Lavori Pubblici

Norme tecniche a una svolta: possibile approvazione entro il mese

Giuseppe Latour

Critico il Consiglio nazionale degli ingegneri: Sarà difficile farcela, manca ancora un accordo sui punti più controversi

Le Ntc, le norme tecniche per le costruzioni, potrebbero essere a una svolta. Entro fine settembre, infatti, la commissione relatrice dovrebbe completare il suo lavoro, presentando una proposta definitiva all'assemblea del Consiglio superiore dei lavori pubblici, secondo il calendario predisposto dal presidente reggente Massimo Sessa. Anche se, dal Congresso nazionale del Cni, in corso a Caserta, arriva qualche dubbio: "Sarà difficile farcela, manca ancora un accordo sui punti più controversi".
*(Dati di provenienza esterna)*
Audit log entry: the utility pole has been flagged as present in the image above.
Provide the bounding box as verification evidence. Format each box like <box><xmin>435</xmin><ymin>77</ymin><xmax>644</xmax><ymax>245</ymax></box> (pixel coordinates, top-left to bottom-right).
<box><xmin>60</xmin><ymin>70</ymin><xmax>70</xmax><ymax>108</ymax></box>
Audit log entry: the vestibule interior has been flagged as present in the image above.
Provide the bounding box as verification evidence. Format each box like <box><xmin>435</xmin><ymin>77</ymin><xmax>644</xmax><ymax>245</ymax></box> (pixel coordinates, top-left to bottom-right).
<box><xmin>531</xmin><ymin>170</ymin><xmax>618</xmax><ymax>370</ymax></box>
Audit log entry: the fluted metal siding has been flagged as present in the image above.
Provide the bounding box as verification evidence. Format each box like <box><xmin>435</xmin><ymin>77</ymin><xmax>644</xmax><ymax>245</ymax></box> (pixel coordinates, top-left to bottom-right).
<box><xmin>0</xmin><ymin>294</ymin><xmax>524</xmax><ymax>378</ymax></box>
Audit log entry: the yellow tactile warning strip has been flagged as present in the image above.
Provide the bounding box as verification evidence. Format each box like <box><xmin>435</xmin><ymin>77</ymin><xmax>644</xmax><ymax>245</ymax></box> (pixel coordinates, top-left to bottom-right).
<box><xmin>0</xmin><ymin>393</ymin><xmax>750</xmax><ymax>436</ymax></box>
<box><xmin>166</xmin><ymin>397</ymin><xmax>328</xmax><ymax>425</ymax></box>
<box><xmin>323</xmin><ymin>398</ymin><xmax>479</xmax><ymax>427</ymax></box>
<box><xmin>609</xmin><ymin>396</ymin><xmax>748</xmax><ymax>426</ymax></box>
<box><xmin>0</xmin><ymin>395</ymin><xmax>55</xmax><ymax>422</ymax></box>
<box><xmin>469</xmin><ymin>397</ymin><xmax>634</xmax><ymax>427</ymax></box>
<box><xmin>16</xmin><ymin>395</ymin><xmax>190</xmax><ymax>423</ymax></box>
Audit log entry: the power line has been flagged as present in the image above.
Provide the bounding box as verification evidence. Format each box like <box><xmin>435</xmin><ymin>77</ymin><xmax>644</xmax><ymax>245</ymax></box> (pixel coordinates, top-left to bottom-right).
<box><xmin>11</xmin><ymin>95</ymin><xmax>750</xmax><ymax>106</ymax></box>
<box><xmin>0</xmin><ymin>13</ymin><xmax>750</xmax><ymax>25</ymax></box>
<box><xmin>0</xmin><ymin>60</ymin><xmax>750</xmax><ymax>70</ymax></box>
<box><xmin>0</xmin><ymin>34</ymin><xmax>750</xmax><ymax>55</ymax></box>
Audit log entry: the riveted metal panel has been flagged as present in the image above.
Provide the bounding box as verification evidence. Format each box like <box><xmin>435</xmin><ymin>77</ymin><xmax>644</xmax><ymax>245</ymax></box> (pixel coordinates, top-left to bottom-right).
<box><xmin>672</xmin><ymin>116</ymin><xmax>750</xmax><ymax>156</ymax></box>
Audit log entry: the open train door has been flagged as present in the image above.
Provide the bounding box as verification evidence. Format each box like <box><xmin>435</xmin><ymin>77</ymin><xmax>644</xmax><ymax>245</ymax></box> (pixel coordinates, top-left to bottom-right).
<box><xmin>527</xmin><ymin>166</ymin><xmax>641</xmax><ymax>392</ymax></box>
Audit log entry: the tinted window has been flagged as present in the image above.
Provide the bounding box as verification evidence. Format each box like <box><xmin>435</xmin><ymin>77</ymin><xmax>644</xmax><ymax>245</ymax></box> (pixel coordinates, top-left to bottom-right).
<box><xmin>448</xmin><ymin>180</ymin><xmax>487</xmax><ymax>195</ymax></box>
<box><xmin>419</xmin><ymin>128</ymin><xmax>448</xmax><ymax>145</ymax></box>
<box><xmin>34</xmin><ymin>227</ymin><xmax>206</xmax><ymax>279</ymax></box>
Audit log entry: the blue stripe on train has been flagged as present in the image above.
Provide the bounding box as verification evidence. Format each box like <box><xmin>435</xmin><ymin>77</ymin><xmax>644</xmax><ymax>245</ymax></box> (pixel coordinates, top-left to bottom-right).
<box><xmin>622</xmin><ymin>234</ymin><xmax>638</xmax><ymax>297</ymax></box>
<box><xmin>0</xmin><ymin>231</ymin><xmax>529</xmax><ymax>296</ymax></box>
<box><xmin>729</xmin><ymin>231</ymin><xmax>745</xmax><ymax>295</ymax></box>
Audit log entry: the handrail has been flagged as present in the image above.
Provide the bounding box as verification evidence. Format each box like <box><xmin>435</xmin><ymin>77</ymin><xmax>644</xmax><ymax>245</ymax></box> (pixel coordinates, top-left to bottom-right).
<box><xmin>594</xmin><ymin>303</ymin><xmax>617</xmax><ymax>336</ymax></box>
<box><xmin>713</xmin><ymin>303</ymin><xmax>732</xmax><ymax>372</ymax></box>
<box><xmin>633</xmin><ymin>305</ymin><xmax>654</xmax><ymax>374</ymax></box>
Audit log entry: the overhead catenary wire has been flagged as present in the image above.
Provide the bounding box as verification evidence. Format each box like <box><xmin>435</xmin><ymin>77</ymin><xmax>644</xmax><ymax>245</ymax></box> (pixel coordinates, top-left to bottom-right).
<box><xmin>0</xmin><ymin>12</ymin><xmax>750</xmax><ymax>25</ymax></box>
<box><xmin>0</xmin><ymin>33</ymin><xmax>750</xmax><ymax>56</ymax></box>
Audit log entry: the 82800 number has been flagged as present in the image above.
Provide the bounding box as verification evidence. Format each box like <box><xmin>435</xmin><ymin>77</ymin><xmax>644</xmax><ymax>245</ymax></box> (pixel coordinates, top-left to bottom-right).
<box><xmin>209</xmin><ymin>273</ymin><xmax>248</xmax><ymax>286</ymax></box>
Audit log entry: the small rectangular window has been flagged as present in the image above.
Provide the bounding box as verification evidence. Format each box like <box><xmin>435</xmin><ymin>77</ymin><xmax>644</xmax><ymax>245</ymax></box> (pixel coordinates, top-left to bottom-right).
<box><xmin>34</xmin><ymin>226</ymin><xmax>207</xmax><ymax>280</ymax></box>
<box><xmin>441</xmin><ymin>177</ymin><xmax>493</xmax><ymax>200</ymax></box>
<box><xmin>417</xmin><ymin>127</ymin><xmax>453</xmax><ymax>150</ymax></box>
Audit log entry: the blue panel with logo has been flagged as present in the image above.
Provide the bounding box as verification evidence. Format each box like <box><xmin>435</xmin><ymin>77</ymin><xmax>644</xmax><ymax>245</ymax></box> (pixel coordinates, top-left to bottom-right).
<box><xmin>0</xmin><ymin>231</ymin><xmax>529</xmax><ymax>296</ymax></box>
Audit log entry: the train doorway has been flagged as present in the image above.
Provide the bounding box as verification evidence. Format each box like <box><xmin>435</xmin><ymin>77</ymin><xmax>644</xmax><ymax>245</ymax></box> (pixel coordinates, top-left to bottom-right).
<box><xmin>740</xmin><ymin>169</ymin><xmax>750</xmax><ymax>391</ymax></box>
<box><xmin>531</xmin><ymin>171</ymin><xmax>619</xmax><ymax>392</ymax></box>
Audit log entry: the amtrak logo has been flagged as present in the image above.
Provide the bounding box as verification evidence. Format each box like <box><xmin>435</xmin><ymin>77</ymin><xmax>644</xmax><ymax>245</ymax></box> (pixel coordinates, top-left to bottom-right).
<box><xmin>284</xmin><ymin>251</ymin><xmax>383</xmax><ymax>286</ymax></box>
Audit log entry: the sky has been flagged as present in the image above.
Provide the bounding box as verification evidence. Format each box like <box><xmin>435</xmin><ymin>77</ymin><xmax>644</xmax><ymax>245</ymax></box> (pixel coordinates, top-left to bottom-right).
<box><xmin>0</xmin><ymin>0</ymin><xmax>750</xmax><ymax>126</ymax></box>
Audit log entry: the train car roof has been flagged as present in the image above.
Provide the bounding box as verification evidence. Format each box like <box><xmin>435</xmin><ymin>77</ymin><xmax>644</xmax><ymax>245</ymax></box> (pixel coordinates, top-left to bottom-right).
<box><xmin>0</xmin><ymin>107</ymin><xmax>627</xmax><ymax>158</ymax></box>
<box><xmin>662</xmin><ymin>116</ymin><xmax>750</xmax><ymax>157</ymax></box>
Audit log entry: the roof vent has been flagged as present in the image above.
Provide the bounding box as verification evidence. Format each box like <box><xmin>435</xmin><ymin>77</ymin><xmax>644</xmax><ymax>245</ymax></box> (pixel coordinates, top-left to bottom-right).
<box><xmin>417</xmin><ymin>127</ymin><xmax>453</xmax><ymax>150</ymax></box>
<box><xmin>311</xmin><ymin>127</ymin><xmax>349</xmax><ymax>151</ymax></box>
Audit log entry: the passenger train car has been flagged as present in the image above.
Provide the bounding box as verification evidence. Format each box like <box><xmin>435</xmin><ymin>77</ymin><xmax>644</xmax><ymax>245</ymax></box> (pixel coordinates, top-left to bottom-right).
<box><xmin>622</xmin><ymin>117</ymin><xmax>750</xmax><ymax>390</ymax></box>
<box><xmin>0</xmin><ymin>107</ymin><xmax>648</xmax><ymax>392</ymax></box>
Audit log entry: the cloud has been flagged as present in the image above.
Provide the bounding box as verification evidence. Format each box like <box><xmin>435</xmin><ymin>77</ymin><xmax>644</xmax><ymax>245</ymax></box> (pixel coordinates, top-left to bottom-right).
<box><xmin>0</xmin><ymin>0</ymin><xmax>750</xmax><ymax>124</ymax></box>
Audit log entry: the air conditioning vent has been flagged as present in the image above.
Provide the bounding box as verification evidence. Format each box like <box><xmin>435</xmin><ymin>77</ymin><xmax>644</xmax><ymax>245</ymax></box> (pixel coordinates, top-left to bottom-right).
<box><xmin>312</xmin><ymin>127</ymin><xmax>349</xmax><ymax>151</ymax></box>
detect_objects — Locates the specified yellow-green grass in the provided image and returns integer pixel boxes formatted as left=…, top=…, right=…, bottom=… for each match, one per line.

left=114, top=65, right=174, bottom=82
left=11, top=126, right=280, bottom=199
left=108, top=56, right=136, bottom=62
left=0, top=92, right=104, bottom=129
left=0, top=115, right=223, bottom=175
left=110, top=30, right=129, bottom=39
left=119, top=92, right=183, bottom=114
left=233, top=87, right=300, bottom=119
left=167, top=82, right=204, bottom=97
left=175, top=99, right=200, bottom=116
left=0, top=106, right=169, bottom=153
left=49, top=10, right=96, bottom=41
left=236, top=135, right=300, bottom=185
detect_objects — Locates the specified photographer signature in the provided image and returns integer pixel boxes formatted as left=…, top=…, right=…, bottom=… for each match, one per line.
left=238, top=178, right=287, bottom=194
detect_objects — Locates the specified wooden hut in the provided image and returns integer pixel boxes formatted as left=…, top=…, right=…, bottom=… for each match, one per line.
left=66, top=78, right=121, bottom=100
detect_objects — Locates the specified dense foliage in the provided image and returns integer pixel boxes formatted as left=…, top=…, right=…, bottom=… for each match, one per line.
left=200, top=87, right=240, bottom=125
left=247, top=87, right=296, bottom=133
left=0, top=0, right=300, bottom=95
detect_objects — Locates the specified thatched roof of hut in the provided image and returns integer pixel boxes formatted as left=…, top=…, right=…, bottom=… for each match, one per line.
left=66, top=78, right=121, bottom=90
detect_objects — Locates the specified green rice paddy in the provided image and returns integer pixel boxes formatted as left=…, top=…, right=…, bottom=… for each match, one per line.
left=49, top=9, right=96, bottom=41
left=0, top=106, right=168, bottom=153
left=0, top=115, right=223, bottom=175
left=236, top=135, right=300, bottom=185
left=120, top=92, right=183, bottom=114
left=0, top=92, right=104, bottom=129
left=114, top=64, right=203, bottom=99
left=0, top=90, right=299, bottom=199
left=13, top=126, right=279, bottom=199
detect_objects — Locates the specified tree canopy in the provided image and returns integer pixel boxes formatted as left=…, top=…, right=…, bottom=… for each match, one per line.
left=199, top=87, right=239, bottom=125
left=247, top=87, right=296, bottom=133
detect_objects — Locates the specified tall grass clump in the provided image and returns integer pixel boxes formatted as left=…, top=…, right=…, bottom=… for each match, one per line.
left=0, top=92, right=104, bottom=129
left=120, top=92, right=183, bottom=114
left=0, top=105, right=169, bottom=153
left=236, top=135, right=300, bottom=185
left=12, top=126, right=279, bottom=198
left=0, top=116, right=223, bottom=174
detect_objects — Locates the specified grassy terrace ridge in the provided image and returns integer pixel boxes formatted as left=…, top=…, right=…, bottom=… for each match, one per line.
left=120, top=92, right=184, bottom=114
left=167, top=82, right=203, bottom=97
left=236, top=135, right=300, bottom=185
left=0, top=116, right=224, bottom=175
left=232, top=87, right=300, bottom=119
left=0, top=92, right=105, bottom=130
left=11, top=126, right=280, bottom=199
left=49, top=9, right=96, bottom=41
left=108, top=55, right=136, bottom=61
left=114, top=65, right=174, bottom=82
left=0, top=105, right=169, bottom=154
Prima di arrivare ai passaggi futuri, è utile riepilogare la vicenda delle Ntc. L'ultima versione delle Norme tecniche per le costruzioni viene approvata con il Dm 14 gennaio del 2008, innovando un pacchetto di regole che risaliva al 1996. Ed entra in vigore a luglio del 2009. Quel testo, però, nasce con qualche difetto. Così, quando a marzo del 2010 si insedia alla presidenza del Consiglio superiore, Franco Karrer decide di avviare immediatamente il processo che dovrà portare alla revisione biennale delle Ntc. E lo fa con un approccio innovativo che, tra le altre cose, coinvolge i produttori di materiali e gli ordini professionali. A luglio del 2012 questo lavoro sembra vicino alla chiusura, quando viene nominata una commissione relatrice, con il compito di arrivare a un testo definitivo. A ottobre quel testo viene inviato all'Assemblea del Consiglio superiore, che deve dargli via libera. A novembre, però, quel voto positivo non arriva. Da allora la commissione relatrice continua a lavorare, restando però bloccata su un paio di questioni.

Adesso, però, saremmo vicini a una svolta. Durante alcuni incontri di luglio, infatti, il presidente Sessa ha fissato la data del 5 settembre perché i membri dell'assemblea possano presentare le loro osservazioni a un testo base ormai predisposto dalla commissione relatrice. Entro fine settembre il testo sarà modificato, in base a queste indicazioni, e sarà portato al voto dell'assemblea stessa. In teoria, allora, nel giro di un paio di settimane potremmo arrivare a una svolta attesa da anni. Anche se il consigliere del Cni Giovanni Cardinale, da Caserta, esprime qualche perplessità: "Penso che i tempi per recepire le osservazioni siano un po' stretti. E, comunque, le questioni controverse ci risultano ancora non risolte, tanto che su alcune parti esistono ancora due versioni del testo".

Il punto di attrito più rilevante – va ricordato - riguarda gli edifici esistenti. In materia di adeguamento sismico alcuni membri della commissione vorrebbero che rimanesse l'impostazione delle norme del 2008 mentre altri relatori ritengono che si debbano fare differenziazioni tra edifici nuovi ed esistenti, adottando per i secondi livelli di sicurezza leggermente inferiori. In pratica, adottando le stesse regole per tutti si rischia di creare standard inutilizzabili per l'esistente, perché adeguarlo costerebbe troppo. Così c'è una corrente di pensiero che punta ad abbassare questi standard, per rendere le norme applicabili. C'è, poi, un vero vespaio sui materiali da inserire nelle Ntc. In questo caso il problema è generale e riguarda la velocità con la quale le norme sono in grado di recepire le novità tecnologiche. Alcuni materiali per uso strutturale, come il vetro o le fibre, rischiano di restare esclusi. Per altri, come il legno, ci sono in ballo i coefficienti che ne regolano l'utilizzo: in sostanza, esiste il rischio che, alla fine, si approdi a un testo penalizzante.